Another way that scales up readily is IP multicasting.

MK14:

--- Quote from: NiHaoMike on August 12, 2023, 07:36:49 pm ---See Tor and I2P for secure P2P protocols. It is a solvable problem.

Another way that scales up readily is IP multicasting.

--- End quote ---

As I understand it, Tor is not a P2P network, it uses other techniques.

One possible source:
https://tor.stackexchange.com/questions/4762/is-tor-a-p2p-network

But in principal, if done right and well.  I think you have got a good point.  There are a number of modern techniques, which if properly handled and executed, could reduce a number of the issues, I mentioned above.

Edit:
But on the other hand.  Video content, can need a huge amount of data bandwidth, there can be a crazily huge amount of data storage involved, overall.  Especially including long, very rarely watched videos.
I don't even want to try and imagine, how vast the storage space needed to store every single video on YouTube, would actually be.

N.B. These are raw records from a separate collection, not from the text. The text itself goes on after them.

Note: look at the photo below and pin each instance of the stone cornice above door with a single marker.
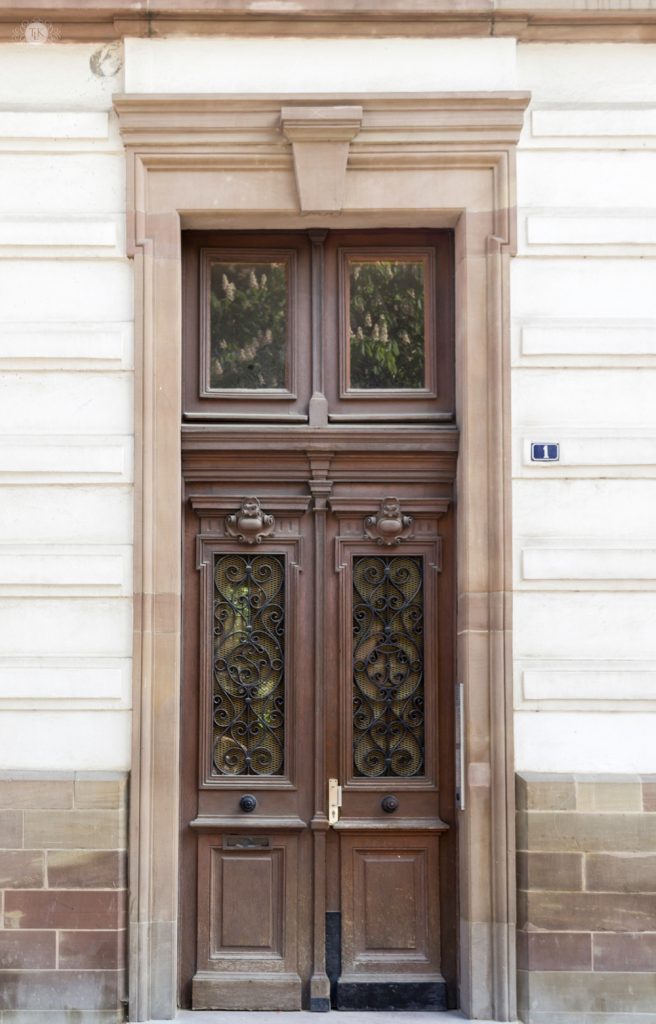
(542, 20)
(198, 135)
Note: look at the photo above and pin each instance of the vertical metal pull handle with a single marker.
(335, 801)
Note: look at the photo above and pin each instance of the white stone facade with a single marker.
(583, 376)
(583, 314)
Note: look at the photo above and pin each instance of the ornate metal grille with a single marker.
(249, 665)
(388, 666)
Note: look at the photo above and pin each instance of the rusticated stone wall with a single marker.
(62, 882)
(586, 898)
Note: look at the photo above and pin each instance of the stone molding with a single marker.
(462, 175)
(319, 137)
(545, 20)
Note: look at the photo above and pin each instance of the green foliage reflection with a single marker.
(248, 325)
(387, 324)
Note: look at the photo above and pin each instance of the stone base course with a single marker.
(586, 899)
(62, 897)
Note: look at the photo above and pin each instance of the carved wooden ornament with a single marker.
(389, 525)
(251, 523)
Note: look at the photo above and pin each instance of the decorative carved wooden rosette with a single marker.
(389, 525)
(251, 523)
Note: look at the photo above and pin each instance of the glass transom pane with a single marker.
(249, 665)
(387, 324)
(249, 325)
(388, 667)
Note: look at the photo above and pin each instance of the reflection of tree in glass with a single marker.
(248, 325)
(387, 324)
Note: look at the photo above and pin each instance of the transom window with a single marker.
(360, 321)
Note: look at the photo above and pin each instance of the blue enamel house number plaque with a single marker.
(544, 453)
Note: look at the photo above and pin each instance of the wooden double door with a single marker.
(317, 815)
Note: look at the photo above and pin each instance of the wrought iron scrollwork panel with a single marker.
(388, 667)
(249, 665)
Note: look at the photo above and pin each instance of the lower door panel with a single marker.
(248, 928)
(390, 951)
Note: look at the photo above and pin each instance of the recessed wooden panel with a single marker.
(391, 887)
(246, 924)
(389, 911)
(248, 907)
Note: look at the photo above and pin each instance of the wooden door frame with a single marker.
(433, 160)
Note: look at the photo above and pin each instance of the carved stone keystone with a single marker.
(389, 525)
(320, 137)
(251, 523)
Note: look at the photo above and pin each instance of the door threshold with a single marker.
(339, 1017)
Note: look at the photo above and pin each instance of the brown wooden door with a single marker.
(318, 455)
(318, 645)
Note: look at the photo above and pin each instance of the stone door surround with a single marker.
(430, 160)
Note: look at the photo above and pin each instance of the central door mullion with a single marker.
(320, 488)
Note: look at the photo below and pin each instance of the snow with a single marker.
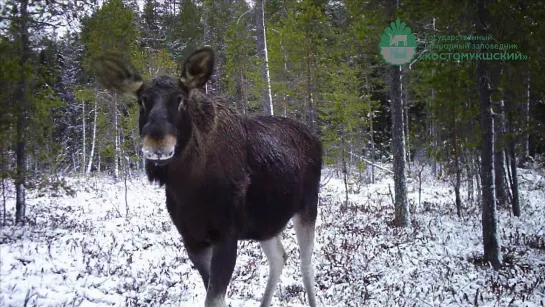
(86, 250)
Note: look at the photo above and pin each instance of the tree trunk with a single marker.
(310, 95)
(22, 118)
(93, 142)
(84, 134)
(402, 217)
(491, 242)
(406, 120)
(457, 166)
(344, 168)
(116, 140)
(264, 57)
(512, 153)
(499, 158)
(526, 122)
(372, 139)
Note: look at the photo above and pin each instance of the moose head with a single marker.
(169, 109)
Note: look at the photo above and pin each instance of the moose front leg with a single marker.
(224, 256)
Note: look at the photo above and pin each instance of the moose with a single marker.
(227, 176)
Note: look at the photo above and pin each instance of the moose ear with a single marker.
(198, 68)
(114, 73)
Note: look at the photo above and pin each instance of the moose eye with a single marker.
(180, 101)
(144, 101)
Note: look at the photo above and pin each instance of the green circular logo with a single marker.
(397, 44)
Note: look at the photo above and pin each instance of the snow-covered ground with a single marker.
(88, 249)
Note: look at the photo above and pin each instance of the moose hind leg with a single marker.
(224, 256)
(276, 257)
(304, 230)
(201, 260)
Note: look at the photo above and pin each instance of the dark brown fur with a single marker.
(231, 178)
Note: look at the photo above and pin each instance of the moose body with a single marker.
(227, 177)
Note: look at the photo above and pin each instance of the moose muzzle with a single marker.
(161, 149)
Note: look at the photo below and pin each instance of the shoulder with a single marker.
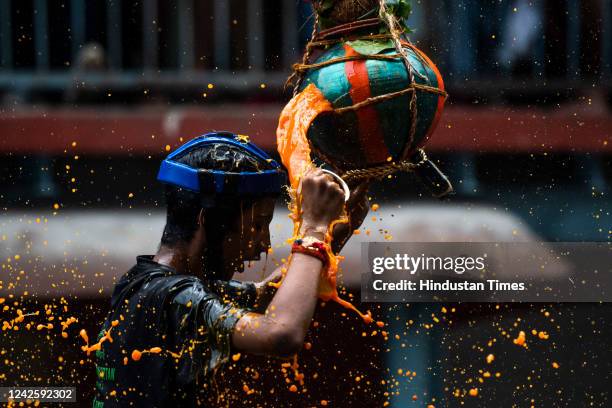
(190, 291)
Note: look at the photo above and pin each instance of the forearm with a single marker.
(294, 302)
(281, 329)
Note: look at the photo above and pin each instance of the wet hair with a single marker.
(183, 206)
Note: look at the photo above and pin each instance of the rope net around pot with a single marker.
(365, 20)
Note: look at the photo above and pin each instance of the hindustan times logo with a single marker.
(414, 264)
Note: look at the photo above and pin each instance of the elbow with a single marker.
(287, 343)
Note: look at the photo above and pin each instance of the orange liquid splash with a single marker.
(294, 151)
(98, 346)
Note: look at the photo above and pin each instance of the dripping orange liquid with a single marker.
(294, 151)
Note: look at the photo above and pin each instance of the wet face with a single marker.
(249, 236)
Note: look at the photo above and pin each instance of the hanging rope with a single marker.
(321, 40)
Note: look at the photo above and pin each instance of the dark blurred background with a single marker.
(94, 93)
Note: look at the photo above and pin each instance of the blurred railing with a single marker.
(240, 44)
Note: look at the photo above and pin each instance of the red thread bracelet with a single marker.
(316, 251)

Also, at peak times and/or when an extremely popular video, has just come onto the respective platform.  I think it needs some serious computing, storage, networking and software horse power.  To completely smoothly, handle such situations, without the slightest frame being dropped, here and there.

Sometimes, it is way too easy to take such giant, and highly complicated technical achievements, too much for granted.

E.g. Tor has got a bad reputation for being rather slow.  So I don't know, how well it or something similar, could cope with (what I expect), would be huge demands, on anything like a YouTube network.

NiHaoMike:
Plain old Bittorrent is plenty good for most of the content. Add some sort of cryptocurrency on top of it that's "mined" by seeding the torrents and it will effectively provide incentives to seed. Make the amount of reward dependent on demand and it will automatically scale as needed.